According to Autodata, sales rose at a seasonally adjusted annual rate of 17.87 million vehicles. Economists estimated that sales would rise at a rate of 17.7 million, Business Insider’s Akin Oyedele reported.
With just one month left before 2016 is in the books, the US market could conceivably break last year’s record total, when 17.5 million new cars and trucks rolled off dealer lots.
That many new autos had never sold in the US before. But records were made to be broken – and 2016 could be another record-breaking year.
There will be plenty of justified celebrating if this happens, but the market dynamics at the end of 2016 are different from what they were at the end of 2015.
Sales last year were being driven by three key factors: cheap gas, relatively high average vehicle age for cars on the road (over 11 years), and flowing credit. Carmakers were made very happy by these fundamentals because consumers were buying pickups and SUVs, the vehicles that bring in the most profits.
Bigger – but not better?
Those key factors remain in place, but the US market probably shouldn’t be expanding at this juncture. It should have plateaued at a high level, staying there as the pent-up demand from the post-financial-crisis year is worked through.
The consensus among market-watchers is that the continued strong sales, elevated above 2015, are being buoyed by incentive spending. The automakers effectively discount their vehicles, spending their profits to maintain sales, and in the process holding their market shares.
- dodge challenger1/Flickr
If you ask around the industry, you’ll perceive no sense of panic about this, and you’ll hear that incentive spending is rising somewhat in unison.
So is this anything to worry about?
It all depends on when you think a market retreat will arrive.
The auto industry is a cyclical business, and sales always fall. In a crisis, they could fall to a 10-million annual pace in the US.
But from current levels, a run-of-the mill dip would bring the market down to a 15-16 million level.
If the pullback is modest, that’s still around 1.5-2 million fewer overall sales, a significant amount.
My take is that 2016 could very well beat 2015’s record.

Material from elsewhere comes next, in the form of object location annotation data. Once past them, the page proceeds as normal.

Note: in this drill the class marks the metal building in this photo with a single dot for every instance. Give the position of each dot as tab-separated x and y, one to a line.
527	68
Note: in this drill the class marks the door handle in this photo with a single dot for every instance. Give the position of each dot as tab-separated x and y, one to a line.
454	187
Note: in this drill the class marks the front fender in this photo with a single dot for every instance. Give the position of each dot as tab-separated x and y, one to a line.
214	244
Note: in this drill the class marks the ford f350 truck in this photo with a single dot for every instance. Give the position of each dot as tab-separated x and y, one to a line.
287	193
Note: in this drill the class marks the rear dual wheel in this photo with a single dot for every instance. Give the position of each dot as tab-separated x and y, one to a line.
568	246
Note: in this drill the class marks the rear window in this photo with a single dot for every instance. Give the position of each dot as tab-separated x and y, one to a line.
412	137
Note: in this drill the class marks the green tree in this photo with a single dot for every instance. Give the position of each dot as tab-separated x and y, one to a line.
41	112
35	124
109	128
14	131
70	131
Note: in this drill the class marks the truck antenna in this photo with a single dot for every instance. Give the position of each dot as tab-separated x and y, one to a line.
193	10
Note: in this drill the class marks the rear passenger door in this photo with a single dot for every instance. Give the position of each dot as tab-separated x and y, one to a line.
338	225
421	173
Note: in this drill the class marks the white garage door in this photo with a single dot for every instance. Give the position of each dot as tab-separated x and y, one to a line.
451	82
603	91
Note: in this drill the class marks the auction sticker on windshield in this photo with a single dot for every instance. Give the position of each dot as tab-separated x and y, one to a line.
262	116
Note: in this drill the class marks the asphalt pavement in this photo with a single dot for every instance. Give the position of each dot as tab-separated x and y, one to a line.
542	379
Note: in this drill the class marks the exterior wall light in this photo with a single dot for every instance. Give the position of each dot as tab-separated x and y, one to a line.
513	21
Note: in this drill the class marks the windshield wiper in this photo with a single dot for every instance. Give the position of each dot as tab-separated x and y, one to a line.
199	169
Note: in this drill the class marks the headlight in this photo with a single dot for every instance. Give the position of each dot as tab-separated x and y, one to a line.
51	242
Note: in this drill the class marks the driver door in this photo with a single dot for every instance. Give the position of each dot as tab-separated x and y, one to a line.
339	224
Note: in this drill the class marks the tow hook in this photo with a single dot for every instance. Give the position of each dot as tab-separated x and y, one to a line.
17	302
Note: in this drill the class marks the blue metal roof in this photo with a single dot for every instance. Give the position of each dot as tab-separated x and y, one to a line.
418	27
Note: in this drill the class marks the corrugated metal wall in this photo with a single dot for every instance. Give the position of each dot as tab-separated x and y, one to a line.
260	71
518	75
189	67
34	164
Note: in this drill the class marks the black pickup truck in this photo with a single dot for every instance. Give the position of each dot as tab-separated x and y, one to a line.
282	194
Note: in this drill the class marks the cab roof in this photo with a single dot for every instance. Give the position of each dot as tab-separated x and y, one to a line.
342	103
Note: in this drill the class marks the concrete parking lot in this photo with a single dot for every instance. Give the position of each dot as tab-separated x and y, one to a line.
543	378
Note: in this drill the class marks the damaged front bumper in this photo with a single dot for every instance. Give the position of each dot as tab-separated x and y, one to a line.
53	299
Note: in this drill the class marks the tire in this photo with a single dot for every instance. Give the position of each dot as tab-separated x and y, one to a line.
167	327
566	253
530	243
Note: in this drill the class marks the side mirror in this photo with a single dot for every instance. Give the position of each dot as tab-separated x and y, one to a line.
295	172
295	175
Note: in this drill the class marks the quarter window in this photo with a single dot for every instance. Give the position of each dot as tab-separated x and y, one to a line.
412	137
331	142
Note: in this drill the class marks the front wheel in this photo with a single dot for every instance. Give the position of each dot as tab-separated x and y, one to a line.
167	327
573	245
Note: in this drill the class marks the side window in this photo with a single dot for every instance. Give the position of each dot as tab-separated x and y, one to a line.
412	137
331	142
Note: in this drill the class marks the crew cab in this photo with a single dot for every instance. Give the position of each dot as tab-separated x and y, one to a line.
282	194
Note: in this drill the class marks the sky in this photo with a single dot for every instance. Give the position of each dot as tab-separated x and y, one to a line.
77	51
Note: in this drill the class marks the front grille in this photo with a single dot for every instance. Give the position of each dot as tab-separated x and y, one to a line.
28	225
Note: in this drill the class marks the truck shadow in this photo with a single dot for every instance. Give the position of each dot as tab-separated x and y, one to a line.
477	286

The sales numbers are simply coming in too strong to hold that achievement back.
But once all the Champagne is drunk, a near-18-million sales year should give the industry pause, because the market isn’t sustainable at a 17.5-18 million level in the same way it was at 16.5-17.5 million.
- Business Insider
The calculation at the automakers’ HQs might be that the time is now to gorge on high-profit sales, before the downturn hits. But because I now think a certain amount of demand is being pulled forward in time, the contraction could begin in mid-2017, ahead of an admittedly unpredictable schedule.
Then the question becomes, “How severe will it be?”
Maybe not so severe. But it’s hard to call these types of events, because other factors can come into play.
For example, the Federal Reserve might raise interest rates, tamping down some marginal lending activity. Or subprime lending defaults could increase. After expanding their household balance sheets, consumers may decide that they need to slow down on their borrowing.
So while the US auto market is on the verge of setting another record, that milestone will be less likely to be surpassed by the end of 2017.